It's little surprise that European governments prefer to host their data in Europe than in the US -- but now even Australian academics are expressing a preference for the Old World over the New.
On Monday, the CIO of Macquarie University in Sydney, Australia, told staff that Google can no longer be entrusted with their email and calendars because it plans to host them in the US, and not the European Union.
"Data security is our top priority at Macquarie University, and following a decision made by Google to move our stored data from Europe to the United States, we initiated a market search to look at alternative options," CIO Mary Davies wrote in a letter to staff.
Macquarie's choice is another U.S. company, Microsoft: By year end, staff mailboxes and calendars will migrated to Office 365, hosted in Microsoft's Australian data centers.
Google has no data centers in Australia: Its nearest to Sydney are in Taiwan and Singapore, and it also has four in Europe and eight in the Americas.
But Google makes no promises to Google Apps users about where their data will be hosted. "Your data will be stored in Google's network of data centers. Google maintains a number of geographically distributed data centers," is as close as the service's support pages come to answering the question "Where is my organization's data stored?"
Company representatives in London were not immediately able to explain why Macquarie's data would have been hosted in Europe, nor why it might be moved to the U.S.
Macquarie is only concerned about the hosting of academics' email and calendars: Other staff documents held in Google's cloud, including those stored in Google Docs, Sheets, Slides and Drive, are unaffected by the move, at least for now. Davies promised a separate review of those services in 2016.
Student email too will remain on Gmail, and they will still be expected to collaborate with staff using Google Apps.
The university began tests of Office 365 six months ago, and over 90 staff have already migrated their mailboxes, Davies wrote.
While she portrayed the move from Google's data centers to Microsoft's as being about security and data privacy, she also mentioned that the local hosting might make accessing data faster. Microsoft has data centers in New South Wales, the state in which Sydney lies, and in Victoria, just to the South, which will certainly reduce latency compared to Singapore, 6,300 kilometers away as the crow flies.

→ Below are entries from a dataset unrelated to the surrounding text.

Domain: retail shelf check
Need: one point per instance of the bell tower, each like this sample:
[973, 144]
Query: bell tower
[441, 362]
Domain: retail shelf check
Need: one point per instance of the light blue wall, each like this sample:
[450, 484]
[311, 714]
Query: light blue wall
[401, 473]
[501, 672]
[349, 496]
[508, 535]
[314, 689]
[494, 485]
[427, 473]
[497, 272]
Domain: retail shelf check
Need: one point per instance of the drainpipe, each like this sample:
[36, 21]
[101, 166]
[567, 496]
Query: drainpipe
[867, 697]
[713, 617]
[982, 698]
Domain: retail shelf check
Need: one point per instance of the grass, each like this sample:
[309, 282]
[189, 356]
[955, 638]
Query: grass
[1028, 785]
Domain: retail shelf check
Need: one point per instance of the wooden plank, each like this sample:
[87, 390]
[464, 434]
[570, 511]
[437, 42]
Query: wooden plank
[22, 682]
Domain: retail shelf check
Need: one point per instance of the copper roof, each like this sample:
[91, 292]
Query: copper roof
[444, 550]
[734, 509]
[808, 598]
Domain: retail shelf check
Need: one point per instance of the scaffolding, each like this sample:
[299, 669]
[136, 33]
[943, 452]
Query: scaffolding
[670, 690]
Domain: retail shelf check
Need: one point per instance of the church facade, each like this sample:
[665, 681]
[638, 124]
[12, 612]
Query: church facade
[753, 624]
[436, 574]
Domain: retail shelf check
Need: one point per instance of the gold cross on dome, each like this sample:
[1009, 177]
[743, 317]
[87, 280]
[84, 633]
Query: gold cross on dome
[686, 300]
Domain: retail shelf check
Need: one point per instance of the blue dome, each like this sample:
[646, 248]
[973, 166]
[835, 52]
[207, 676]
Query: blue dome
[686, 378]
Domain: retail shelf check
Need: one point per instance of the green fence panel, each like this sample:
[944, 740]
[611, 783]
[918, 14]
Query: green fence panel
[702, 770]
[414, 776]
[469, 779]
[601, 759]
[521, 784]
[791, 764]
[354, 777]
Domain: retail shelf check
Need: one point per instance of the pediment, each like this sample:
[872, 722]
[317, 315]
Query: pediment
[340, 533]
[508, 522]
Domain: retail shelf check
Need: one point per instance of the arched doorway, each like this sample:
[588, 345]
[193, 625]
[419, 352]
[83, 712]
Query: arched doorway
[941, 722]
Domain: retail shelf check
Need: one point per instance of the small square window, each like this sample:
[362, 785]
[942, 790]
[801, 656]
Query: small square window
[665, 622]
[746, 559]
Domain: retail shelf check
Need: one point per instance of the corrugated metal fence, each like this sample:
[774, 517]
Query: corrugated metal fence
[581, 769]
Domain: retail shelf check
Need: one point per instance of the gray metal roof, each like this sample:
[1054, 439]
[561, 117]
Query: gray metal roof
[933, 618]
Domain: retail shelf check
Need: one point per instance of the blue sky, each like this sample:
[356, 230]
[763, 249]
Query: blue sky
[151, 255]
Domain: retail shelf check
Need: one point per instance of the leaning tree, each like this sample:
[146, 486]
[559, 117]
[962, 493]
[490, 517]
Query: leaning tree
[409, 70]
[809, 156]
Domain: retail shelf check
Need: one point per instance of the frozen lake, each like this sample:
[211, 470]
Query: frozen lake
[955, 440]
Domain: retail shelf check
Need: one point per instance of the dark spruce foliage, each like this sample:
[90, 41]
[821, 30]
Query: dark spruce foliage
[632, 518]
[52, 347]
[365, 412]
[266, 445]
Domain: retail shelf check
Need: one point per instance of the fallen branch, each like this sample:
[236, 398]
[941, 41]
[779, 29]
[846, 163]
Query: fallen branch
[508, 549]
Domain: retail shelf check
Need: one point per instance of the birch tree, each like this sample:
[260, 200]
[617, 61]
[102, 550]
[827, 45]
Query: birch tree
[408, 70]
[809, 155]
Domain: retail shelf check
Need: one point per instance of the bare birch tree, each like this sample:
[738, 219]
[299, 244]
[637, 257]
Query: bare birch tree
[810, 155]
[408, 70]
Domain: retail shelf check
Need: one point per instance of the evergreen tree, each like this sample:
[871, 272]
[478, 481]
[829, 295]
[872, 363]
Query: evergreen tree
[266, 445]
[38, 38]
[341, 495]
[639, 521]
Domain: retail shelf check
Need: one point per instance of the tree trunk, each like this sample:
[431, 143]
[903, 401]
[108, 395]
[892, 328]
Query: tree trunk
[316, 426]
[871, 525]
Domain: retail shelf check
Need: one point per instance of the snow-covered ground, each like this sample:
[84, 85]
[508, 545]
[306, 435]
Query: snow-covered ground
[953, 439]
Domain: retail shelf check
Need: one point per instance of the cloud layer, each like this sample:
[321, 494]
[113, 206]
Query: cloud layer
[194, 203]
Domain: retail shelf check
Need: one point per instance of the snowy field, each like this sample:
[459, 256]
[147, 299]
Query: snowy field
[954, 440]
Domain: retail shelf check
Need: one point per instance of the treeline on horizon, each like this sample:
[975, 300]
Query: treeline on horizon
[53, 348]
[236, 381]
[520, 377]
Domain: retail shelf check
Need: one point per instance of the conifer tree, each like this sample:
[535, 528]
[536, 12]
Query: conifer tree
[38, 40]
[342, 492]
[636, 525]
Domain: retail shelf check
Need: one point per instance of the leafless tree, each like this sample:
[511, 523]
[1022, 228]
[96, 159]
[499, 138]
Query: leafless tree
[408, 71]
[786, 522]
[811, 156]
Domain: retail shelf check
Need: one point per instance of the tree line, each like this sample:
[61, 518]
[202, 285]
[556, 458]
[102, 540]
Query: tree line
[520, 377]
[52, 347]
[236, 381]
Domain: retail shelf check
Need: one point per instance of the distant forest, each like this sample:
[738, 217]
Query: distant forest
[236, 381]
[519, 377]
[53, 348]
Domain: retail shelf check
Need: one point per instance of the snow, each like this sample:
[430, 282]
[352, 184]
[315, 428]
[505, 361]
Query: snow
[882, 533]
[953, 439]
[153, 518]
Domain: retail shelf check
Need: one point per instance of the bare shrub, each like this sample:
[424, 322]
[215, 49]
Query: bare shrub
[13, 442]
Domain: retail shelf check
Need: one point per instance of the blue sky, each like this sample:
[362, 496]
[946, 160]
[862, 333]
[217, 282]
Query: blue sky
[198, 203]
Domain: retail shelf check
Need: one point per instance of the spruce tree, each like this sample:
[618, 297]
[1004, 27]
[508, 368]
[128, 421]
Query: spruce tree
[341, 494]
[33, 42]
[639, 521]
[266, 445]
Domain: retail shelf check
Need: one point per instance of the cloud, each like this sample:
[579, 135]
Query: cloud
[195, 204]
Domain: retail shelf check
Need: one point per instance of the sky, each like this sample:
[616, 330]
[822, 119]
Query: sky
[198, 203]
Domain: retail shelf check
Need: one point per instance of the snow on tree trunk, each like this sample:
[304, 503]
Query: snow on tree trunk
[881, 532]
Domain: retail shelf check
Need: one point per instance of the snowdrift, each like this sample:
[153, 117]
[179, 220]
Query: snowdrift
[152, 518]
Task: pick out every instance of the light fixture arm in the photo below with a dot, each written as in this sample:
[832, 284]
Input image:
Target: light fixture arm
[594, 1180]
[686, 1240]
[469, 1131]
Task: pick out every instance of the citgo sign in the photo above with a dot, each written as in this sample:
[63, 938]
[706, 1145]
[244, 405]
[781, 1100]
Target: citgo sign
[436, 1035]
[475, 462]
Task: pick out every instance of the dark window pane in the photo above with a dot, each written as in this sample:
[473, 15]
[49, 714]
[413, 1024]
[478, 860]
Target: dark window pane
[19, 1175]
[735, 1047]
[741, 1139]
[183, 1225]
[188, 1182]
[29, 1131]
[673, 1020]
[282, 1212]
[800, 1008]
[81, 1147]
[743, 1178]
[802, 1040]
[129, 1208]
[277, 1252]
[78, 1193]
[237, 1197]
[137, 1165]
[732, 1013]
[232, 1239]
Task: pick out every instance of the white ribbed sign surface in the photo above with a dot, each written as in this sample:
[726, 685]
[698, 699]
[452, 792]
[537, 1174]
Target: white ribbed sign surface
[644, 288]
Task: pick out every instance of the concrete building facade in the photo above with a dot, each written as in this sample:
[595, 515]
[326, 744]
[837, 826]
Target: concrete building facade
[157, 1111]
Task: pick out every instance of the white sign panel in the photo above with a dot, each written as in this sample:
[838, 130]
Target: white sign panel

China, although not named in Davies' letter, could be another factor in the switch.
Access to Gmail is "restricted in some countries," she wrote, complicating life for staff traveling to those places, whether to recruit international students, collaborate with local academics, or visit Macquarie students abroad. The biggest market in which Google is restricted is China, a significant source of fee-paying international students for Macquarie.